12 October, 2007

Myanmar Rejects UN Call for Negotiations

ဒီေန႔ညျမန္မာစစ္အစိုးရတီဗြီကေနေၾကျငာခ်က္ ၃/ ၂၀၀၇ ကိုထုတ္ျပန္လိုက္ပါတယ္။ မေန႔ကယူအန္ အက္စီေၾကျငာ ခ်က္ကိုျငင္းဆန္လိုက္ၿပီး၊ ၄င္းတို႔ရဲ႔ လမ္းျပ ေျမပုံအတိုင္း ဆက္သြားမယ္လို႔ ေျပာဆိုပါ တယ္။ အဲဒါဟာ ျပည္သူေတြရဲ႔ လိုလားခ်က္ ျဖစ္တယ္ လို႔လည္းဆိုပါတယ္။ ေအာက္မွာ ေအပီသတင္းကေနၿပီး ျပန္လည္ေကာက္ႏူတ္တင္ျပလိုက္ ပါတယ္။

YANGON, Myanmar (AP) — Myanmar's military junta rejected a U.N. statement calling for negotiations with the opposition, insisting Friday that it would follow its own plan to bring democracy to the country.

State-run TV and radio issued a statement Friday arguing that conditions inside Myanmar — a reference to the anti-government protests that were violently suppressed by troops on Sept. 26 and 27 — were not the concern of the outside world.

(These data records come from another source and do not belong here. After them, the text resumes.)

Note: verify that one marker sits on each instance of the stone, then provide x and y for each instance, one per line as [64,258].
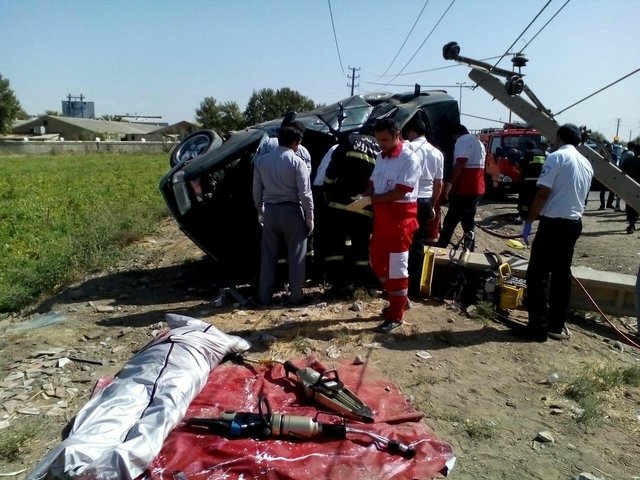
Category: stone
[545,437]
[63,362]
[357,306]
[587,476]
[105,308]
[333,352]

"Myanmar's current situation does not affect regional and international stability," said the statement, attributed to Col. Thant Shin. "However, we deeply regret that the U.N. Security Council has issued a statement contrary to the people's desires."

"The government of Myanmar will continue to implement the seven-step roadmap together with the people," the statement said, referring to the junta's plan that promises a new constitution and an eventual transition to democratic rule.

The process is supposed to culminate in a general election at an unspecified date in the future. But so far only the first stage — drawing up guidelines for a new constitution — has been completed, and critics say the convention that drafted them was stage-managed by the military.

Top opposition party the National League for Democracy — led by the detained activist Aung San Suu Kyi — endorsed the Security Council statement.

"Since Myanmar is a member country of the United Nations and as the government has declared it would work with the U.N., we earnestly underscore the need to urgently implement the demands made by the Security Council," the NLD said.

The 15-member Security Council issued its first statement on Myanmar on Thursday in an attempt to pressure the military rulers — in charge of the isolated country since 1988 — to negotiate with the opposition and move toward democracy.